Steven Bellovin, a computer-science professor at Columbia University with multiple stints on government advisory boards, gripes about the pettiness of cutbacks like shutting down the CSRB. “Of course they did—it was a Biden initiative,” he says.
Ari Schwartz, executive director of the Center for Cybersecurity Policy and Law and, in President Obama’s second term, the National Security Council’s senior director for cyber, worries about the loss of experience and talent at CISA and elsewhere.
“They lost some people that have been there a long time,” he says. “They lost some people who are really, really good. And it’s the nation’s loss.”
advertisement
Schwartz also sees this White House’s foreign policy impeding cooperation with other countries. “This administration has done some things to build good relationships with our allies and has done some things to put our allies off a bit,” he says.
He declined to comment about Krebs and Easterly.
“CISA is laser-focused on its role as America’s premiere cyber defense agency and national coordinator for critical infrastructure security and resilience,” the agency’s public-affairs director Marci McCarthy said in a statement.
A somewhat silenced CISA
When security researchers, policymakers and marketers convened in Las Vegas in August for the annual Black Hat conference to compare notes and do business, CISA had a much lower profile there. Agency representatives speaking this year were relegated to side stages–a sharp contrast with last year, when that event opened with a keynote from Easterly.
Chris Butera, acting executive assistant director for CISA’s cybersecurity division, acknowledged that the agency had “lost some people,” while adding that it has “a very talented workforce.”

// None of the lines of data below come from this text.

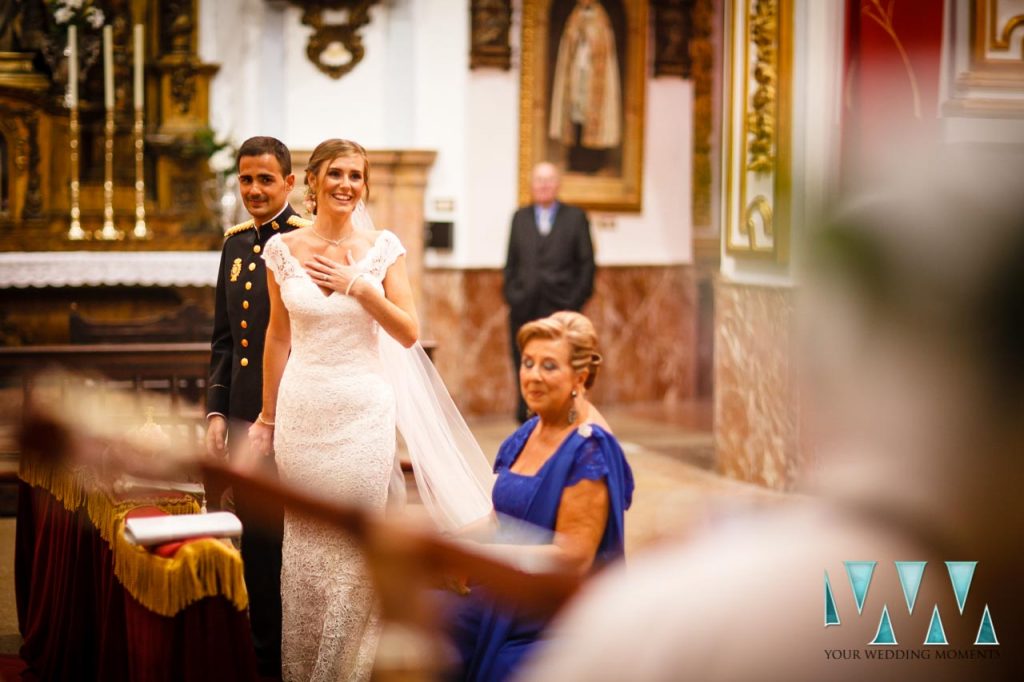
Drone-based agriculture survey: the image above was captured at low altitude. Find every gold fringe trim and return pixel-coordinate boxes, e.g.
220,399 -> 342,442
18,458 -> 249,616
114,525 -> 249,616
17,457 -> 87,512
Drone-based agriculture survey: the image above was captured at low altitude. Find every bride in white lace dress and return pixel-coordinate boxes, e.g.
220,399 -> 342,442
250,139 -> 419,681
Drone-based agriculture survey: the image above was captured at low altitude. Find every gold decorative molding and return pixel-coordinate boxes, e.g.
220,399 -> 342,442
943,0 -> 1024,118
744,0 -> 778,173
987,0 -> 1024,59
723,0 -> 793,263
288,0 -> 377,79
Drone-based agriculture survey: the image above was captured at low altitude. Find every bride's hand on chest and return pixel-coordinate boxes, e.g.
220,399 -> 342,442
302,249 -> 367,295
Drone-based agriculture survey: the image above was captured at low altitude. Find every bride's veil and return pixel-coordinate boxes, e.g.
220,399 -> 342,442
352,201 -> 495,529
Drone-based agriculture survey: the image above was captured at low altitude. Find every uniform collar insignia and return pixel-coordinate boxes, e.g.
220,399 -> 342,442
224,218 -> 256,237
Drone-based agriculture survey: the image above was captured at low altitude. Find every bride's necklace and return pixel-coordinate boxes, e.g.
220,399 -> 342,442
309,225 -> 351,247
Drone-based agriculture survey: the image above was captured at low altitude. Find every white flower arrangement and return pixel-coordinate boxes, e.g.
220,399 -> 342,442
46,0 -> 106,30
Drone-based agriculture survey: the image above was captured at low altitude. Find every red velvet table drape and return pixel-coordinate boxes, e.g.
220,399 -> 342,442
14,465 -> 257,681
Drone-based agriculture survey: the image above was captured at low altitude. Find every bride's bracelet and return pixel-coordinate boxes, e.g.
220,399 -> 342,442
345,272 -> 367,296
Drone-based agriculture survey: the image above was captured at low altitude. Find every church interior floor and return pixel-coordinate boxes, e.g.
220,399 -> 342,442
0,402 -> 785,654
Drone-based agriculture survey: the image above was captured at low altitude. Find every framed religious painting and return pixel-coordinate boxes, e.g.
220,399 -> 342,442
519,0 -> 647,211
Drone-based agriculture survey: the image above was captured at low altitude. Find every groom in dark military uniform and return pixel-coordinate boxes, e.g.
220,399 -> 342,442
206,137 -> 309,678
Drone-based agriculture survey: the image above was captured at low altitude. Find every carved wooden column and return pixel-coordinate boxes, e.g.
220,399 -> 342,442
370,150 -> 437,312
146,0 -> 219,231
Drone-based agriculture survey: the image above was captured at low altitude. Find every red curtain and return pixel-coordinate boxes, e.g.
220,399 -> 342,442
843,0 -> 945,178
14,481 -> 257,682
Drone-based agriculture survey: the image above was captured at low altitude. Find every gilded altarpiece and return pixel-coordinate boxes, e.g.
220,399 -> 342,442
723,0 -> 793,263
945,0 -> 1024,118
0,0 -> 221,251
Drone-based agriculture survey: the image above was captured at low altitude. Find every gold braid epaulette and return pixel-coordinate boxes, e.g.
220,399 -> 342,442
224,218 -> 256,239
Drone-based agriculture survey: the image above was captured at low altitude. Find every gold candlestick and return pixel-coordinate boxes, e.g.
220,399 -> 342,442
96,108 -> 124,240
68,108 -> 88,241
132,109 -> 153,240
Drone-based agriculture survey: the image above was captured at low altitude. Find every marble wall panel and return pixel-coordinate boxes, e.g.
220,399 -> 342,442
424,266 -> 697,415
715,280 -> 801,489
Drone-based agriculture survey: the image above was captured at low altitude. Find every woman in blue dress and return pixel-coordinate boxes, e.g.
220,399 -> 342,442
449,312 -> 633,682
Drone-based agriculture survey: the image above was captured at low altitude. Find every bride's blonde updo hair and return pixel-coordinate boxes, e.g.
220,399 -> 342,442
515,310 -> 602,388
306,137 -> 370,215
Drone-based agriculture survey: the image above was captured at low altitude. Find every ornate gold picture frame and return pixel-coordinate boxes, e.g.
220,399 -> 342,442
723,0 -> 793,263
519,0 -> 647,211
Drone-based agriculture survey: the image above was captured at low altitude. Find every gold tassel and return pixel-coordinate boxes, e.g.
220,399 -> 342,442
18,458 -> 249,616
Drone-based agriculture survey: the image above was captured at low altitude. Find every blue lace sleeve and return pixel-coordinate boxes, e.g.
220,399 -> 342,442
495,417 -> 537,473
565,437 -> 608,487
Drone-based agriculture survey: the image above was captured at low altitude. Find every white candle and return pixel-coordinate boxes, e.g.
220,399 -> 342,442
68,26 -> 78,109
103,25 -> 114,110
134,24 -> 143,110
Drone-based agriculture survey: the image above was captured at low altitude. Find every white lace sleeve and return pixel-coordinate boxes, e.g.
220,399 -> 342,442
263,235 -> 302,285
367,229 -> 406,282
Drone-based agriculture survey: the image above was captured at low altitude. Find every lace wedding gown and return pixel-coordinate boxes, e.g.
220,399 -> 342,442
263,230 -> 406,682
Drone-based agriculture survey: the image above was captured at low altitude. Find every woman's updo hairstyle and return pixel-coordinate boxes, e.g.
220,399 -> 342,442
306,137 -> 370,215
516,310 -> 601,388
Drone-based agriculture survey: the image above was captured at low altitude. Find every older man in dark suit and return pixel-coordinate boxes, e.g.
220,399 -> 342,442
206,137 -> 309,678
503,162 -> 594,422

He noted CISA’s speedy response to a Microsoft Exchange vulnerability disclosed in a Black Hat talk the day before — the first time, he said, the agency had directed other federal offices to install patches for a just-identified weakness within 24 hours.
Following a panel featuring McCarthy hosted by the Washington security-startup foundry DataTribe, Fast Company asked her what the administration’s treatment of Krebs and Easterly suggested about its openness to dissenting views.
“That would be a question for President Trump,” McCarthy replied.
The work continues
The Trump administration’s capriciousness notwithstanding, Schwartz and Moussouris cited some reasons for cautious optimism.
Schwartz points to Trump’s pick of Sean Cairncross as national cyber director. “He’s known to be a good manager,” Schwartz says of Cairncross, who served as CEO of the government’s Millennium Challenge Corporation in the first Trump administration.
Schwartz’s suggested a key next step for the administration: Get Congress to renew the 2015 law offering legal protection to companies for sharing threat data amongst themselves and with the government. Congress allowed that statute expire at the end of September. That, of course, will have to wait until the conclusion of the shutdown.
Moussouris, meanwhile, gives a thumbs-up to the Trump administration’s push back against Britain’s demand that Apple compromise end-to-end encryption securing iCloud backups—which resulted in Westminster giving in to Washington.
“Whoever is giving them advice on that particular policy matter has it dead right,” she says.
That’s also her advice for cybersecurity leaders in this administration going forward.
“Listen to the technologists,” she says. “Go beyond the scope of whatever policy agenda has been given to you.”